The reading group takes on the power dynamics of a space, of any space, of the theater space, which is also the sidewalk. The reading group is a stage and it is attached to the same problems of the theater.  Why is it hard to get people to join a free event? Who should the target audience be—friends, close friends who already enjoy spending time together, but who may not be genuinely drawn to the topic? Or strangers—who are intellectually drawn to the topic but may not really enjoy spending time with each other? What pulls people together and keeps them independently connected? When an event is free, what makes people decide not to come? Is it because they have not made a monetary contract? Or because they have something else to do—something that is related to work and to economy and to earning money? Or something else which is more “fun”? What makes an intellectual pursuit “fun”, and is it a problem when it’s not? Does it feel like work, and therefore, do people desire to get paid for it? Does it feel like it feeds them intellectually which therefore makes them more viable in their fields, which then connects them to their careers and to work and therefore—they should be getting paid for it? Or is it, for some other reason, a very unattractive place to be?

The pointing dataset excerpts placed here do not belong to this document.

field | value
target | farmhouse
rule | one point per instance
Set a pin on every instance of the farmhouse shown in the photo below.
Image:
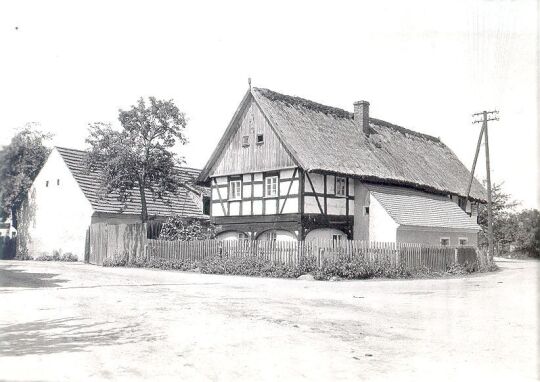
(288, 168)
(65, 199)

Who has decided that we should read this text, and who is the author. Why have we given them the space to spend time with their words? Of course, we have reasons. Good reasons. Mel Y Chen has written a text called “Animacies: Biopolitics, Racial Mattering, and Queer Affect”, within which they discuss, among many other things, animacy heirarchies. Such heirarchies, which could be described using terms like: “alive, very alive and less alive” or “human, less human, less than human, nonhuman”, are inbuilt to our languages and to our social fabric, and index how we regard other things with respect and value. The text seems relevant to our work because we are thinking about field recording other humans and nonhumans, and a sense of respect (or lack of respect) must be inbuilt into the way in which we approach another human whom we record. Field recording is a relation in the moment. It is also a long term work of art, which will theoretically live—in some form. Understanding the animacy of the subject … Rather —interrogating the animacy of the subject—seems to be integral to understanding the relationship of the recording.

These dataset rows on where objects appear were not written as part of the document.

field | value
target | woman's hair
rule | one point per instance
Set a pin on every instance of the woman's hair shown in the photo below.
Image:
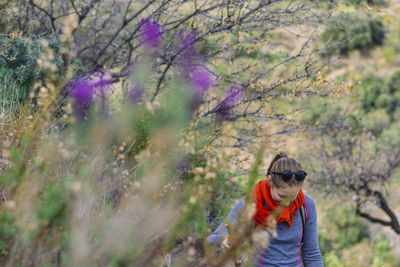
(280, 163)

PERIODIC SCORE – OBSESSIVE FIELDTRIP

  1. Using the Daily Score “Full Transparency” described above, choose one object or process to obsessively follow.

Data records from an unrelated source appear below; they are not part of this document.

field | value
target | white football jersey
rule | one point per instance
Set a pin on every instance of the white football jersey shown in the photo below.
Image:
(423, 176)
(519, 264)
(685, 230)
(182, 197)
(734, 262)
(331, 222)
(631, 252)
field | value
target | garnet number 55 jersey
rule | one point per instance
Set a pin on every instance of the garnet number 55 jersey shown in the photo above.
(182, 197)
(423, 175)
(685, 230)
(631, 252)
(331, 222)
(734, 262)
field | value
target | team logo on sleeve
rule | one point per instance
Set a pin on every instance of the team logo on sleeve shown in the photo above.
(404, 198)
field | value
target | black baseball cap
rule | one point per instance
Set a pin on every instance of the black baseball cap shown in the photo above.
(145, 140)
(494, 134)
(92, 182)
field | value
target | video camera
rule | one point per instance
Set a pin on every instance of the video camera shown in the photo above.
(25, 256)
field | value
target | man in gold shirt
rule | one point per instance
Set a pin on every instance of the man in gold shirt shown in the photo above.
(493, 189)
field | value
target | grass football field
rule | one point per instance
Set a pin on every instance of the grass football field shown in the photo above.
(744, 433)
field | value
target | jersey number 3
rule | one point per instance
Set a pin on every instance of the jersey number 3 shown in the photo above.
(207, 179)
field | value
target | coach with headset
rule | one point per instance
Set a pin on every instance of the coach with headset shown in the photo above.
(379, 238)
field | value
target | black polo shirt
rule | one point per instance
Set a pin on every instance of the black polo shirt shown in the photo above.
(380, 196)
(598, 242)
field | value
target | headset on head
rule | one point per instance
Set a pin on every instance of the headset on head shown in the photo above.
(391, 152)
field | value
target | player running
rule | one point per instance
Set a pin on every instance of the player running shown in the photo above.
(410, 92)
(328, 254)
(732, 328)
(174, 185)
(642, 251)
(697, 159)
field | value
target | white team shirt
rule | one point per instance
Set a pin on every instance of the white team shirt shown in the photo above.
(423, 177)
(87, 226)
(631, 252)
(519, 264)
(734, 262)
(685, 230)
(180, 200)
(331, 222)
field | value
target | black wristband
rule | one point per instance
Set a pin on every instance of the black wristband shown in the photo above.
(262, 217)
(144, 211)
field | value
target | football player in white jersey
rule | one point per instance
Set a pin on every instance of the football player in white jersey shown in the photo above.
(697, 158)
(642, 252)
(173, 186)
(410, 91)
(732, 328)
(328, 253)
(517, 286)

  2. extend the minimal research from the index card and spend time finding out everything you can about the manufacturing process
  3. find out where the object or resource is manufactured
  4. visit the location
  5. come as close to the location as you possibly can and document yourself there
  6. if you can’t get inside the location, walk around the perimeter and document what is there
  7. stop and journal about your experience, what you see, hear, and experience

For this periodic score, we visited the Tesla Gigafactory in Grünheide Berlin-Brandenburg, opened by CEO Elon Musk in March 2022. The factory aims to produce around 500,000 electric vehicles annually.